Skip to content

Deploying OpenRAG on Kubernetes

This guide explains how to deploy the OpenRAG stack on a Kubernetes cluster using Helm.


  • A Kubernetes cluster with GPU nodes available (NVIDIA runtime) and nvidia-gpu-operator installed.
  • A StorageClass that supports ReadWriteMany (RWX) access mode.
    This is required because the Ray cluster workers and the OpenRAG app need to access the same shared volumes (e.g. for .venv, model weights, logs, data).
  • If using ingress, the ingress-nginx controller needs to be installed on the cluster.
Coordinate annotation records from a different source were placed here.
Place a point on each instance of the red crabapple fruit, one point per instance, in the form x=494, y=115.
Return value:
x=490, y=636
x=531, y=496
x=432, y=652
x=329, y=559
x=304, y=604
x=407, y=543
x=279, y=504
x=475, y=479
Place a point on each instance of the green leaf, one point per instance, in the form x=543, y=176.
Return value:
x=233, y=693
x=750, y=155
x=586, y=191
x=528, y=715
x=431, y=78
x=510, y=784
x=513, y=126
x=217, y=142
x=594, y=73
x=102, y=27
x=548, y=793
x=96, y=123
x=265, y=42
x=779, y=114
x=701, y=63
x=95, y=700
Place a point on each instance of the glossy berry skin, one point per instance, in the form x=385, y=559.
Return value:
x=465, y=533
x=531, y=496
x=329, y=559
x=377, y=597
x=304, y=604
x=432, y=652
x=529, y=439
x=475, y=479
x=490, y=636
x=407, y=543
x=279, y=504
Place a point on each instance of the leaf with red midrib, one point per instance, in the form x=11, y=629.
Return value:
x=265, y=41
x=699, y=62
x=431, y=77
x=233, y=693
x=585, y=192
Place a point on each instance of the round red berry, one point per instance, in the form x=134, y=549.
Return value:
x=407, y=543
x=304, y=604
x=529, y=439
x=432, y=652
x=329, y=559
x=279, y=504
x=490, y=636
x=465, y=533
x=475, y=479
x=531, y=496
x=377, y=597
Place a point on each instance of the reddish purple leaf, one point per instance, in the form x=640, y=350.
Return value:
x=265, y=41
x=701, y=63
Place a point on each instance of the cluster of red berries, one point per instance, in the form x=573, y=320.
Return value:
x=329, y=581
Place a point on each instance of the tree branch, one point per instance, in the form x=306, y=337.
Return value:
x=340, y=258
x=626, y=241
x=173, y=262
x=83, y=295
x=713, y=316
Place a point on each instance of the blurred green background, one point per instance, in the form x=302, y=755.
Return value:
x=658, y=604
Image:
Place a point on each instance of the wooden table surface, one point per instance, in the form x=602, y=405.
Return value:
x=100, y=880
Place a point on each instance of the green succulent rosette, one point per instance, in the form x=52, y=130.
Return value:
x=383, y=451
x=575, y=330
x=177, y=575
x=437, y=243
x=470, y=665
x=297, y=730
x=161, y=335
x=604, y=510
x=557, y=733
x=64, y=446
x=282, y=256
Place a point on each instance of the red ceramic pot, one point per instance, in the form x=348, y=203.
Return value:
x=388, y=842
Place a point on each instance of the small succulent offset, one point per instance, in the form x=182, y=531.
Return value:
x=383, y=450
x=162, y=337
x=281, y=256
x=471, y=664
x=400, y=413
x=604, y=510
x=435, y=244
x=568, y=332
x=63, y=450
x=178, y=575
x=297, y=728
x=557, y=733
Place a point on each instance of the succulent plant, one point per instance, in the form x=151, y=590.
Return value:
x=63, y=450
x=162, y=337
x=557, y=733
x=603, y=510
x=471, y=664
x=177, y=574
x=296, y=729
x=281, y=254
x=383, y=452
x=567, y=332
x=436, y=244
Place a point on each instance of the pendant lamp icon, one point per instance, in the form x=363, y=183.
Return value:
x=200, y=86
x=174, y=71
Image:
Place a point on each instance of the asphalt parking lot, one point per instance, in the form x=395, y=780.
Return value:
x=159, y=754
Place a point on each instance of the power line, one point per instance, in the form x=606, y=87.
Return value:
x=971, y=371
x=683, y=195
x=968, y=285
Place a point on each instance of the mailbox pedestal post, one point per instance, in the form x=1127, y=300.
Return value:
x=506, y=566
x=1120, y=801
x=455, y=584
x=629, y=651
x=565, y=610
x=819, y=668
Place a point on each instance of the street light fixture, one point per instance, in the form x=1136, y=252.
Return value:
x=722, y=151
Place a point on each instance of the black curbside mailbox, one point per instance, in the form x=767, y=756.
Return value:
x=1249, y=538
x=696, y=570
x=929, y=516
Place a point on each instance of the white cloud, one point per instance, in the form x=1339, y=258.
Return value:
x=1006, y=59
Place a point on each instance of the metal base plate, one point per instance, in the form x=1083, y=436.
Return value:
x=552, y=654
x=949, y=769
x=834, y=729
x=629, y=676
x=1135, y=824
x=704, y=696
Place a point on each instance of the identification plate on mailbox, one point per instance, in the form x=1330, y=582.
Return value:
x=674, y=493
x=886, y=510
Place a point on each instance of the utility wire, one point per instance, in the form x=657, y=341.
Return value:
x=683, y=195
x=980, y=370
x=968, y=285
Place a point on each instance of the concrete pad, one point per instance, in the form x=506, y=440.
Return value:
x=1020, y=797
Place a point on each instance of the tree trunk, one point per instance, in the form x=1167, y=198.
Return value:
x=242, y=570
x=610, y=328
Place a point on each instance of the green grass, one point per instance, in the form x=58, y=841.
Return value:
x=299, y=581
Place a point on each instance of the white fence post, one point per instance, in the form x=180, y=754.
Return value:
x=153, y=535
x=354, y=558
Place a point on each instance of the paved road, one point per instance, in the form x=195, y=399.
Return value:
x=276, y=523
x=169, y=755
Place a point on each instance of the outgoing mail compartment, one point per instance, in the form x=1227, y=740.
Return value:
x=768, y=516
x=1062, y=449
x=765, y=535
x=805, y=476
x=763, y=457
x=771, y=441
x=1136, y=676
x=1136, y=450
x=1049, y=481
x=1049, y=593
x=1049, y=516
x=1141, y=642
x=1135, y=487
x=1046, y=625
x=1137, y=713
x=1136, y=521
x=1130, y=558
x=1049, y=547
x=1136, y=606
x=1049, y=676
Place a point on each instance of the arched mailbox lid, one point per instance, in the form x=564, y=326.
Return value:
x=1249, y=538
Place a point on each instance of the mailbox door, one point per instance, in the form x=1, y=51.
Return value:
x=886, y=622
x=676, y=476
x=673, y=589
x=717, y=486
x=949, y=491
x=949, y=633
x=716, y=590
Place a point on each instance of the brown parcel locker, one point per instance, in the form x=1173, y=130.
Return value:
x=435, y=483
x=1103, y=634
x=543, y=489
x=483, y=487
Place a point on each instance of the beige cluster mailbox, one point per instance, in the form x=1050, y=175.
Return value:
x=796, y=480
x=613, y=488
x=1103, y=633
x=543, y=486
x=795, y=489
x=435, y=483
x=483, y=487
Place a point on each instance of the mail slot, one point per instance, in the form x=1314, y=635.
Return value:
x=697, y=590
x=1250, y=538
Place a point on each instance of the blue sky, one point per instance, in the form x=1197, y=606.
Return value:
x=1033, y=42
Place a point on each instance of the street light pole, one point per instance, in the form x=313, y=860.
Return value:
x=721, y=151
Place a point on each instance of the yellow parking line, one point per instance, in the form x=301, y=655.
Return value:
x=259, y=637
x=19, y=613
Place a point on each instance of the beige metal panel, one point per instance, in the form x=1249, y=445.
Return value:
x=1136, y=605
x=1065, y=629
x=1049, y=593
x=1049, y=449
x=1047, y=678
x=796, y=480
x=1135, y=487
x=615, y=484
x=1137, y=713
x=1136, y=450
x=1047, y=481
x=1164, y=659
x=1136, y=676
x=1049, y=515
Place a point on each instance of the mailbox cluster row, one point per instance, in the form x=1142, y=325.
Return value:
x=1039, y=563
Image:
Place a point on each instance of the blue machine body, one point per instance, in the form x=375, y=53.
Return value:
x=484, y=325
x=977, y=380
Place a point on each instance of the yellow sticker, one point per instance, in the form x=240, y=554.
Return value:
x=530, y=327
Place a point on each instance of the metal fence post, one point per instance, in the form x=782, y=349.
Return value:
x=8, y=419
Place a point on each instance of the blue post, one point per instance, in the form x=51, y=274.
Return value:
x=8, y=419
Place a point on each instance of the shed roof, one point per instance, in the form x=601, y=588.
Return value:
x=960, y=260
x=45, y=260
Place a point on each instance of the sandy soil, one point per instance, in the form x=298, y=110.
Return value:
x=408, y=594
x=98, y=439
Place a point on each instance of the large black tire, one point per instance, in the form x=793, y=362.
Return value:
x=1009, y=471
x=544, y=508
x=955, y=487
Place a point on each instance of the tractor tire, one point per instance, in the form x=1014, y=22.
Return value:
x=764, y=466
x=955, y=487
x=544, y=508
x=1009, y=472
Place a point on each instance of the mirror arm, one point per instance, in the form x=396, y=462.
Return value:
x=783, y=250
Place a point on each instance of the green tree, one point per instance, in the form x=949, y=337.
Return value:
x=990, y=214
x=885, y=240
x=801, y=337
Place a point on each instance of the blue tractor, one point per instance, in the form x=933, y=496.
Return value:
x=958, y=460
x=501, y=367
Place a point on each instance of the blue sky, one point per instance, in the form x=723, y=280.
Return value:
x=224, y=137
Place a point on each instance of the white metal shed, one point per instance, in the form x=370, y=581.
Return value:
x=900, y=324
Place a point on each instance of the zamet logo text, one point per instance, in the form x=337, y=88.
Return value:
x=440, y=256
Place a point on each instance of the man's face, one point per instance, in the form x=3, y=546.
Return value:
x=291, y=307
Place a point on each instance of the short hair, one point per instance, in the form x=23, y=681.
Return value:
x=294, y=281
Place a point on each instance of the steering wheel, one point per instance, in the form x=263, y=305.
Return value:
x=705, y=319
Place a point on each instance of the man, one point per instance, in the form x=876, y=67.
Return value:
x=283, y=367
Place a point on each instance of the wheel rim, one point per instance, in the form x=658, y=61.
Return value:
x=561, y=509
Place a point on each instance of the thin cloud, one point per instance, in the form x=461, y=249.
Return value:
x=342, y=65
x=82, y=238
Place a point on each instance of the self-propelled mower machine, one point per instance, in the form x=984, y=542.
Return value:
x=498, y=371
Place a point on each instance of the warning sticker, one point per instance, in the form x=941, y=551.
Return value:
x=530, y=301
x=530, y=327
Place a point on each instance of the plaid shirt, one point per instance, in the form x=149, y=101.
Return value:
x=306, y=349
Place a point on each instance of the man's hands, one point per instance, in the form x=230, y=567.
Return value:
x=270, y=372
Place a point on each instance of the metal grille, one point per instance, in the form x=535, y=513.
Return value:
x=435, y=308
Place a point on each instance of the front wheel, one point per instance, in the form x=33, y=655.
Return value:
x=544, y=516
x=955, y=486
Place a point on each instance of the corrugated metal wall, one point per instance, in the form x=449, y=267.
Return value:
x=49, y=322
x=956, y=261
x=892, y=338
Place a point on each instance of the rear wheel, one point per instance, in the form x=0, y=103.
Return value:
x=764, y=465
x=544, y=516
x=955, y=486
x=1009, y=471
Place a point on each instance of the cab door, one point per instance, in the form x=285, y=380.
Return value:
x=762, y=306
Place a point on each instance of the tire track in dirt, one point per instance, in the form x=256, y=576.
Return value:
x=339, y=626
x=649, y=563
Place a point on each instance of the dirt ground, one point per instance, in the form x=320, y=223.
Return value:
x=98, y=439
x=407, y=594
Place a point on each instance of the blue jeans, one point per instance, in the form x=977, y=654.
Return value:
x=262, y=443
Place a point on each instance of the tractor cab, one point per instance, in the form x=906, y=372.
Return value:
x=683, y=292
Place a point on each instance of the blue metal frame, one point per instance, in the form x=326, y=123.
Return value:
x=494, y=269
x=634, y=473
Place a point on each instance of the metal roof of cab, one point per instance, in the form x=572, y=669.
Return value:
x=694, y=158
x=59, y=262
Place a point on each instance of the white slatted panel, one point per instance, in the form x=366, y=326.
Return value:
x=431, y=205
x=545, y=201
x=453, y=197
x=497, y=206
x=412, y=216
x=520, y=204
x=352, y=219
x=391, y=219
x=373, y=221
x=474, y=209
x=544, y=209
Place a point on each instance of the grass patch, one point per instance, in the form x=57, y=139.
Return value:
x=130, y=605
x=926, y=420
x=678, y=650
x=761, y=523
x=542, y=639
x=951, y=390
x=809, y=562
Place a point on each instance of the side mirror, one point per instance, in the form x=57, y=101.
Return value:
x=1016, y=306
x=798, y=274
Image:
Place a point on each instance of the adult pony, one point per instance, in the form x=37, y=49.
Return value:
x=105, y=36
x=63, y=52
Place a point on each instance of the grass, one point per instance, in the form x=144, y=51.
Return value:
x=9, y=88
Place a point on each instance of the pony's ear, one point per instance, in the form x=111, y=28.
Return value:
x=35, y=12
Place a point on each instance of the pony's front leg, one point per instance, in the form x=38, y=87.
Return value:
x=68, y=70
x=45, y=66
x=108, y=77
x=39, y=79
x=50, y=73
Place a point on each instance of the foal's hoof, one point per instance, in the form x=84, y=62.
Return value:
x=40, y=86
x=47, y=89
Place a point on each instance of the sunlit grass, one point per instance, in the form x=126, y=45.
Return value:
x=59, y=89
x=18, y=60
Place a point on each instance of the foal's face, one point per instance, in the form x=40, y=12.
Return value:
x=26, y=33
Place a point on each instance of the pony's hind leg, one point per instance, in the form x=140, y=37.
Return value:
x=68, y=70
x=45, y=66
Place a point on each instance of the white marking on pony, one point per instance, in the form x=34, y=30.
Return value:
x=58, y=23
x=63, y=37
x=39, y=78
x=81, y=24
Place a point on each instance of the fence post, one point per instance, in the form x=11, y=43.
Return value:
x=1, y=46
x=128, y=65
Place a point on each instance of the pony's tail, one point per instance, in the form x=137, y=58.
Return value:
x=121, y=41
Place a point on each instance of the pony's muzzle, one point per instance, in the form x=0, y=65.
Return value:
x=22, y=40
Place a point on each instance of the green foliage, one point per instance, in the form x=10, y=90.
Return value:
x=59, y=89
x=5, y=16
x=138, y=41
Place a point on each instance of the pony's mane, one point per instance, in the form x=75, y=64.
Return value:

  1. Create a values.yaml file:

    • Copy or create a new values.yaml at the root of your repo.
    • You can see the full example file inside the chart: ../charts/openrag-stack/values.yaml
    • Customize the values you need (e.g., image tags, resources, ingress host, storage class, environment variables, secrets).
  2. Set environment and secrets:

    • Edit the env.config and env.secrets sections in your values.yaml.
    • Secrets (API keys, tokens, Hugging Face credentials, etc.) will be mounted into the cluster as Kubernetes secrets.
  3. Install or upgrade the release from GHCR:

    Terminal window
    helm upgrade\
    --install openrag oci://ghcr.io/linagora/openrag-stack\
    -f ./values.yaml\
    --version 0.1.0
    • openrag is the Helm release name.
    • oci://ghcr.io/linagora/openrag-stack is the remote chart location.
    • -f ./values.yaml specifies your custom configuration.
    • --version 0.1.0 ensures you deploy a specific chart version.

  • If using a public IP instead of a hostname, you can leave ingress.host empty in your values.yaml.
    The ingress will then match all hosts.

  • If you later configure a hostname + TLS (via cert-manager), just update ingress.host and redeploy.

  • Ensure your GPU nodes have the correct NVIDIA drivers and nvidia RuntimeClass configured.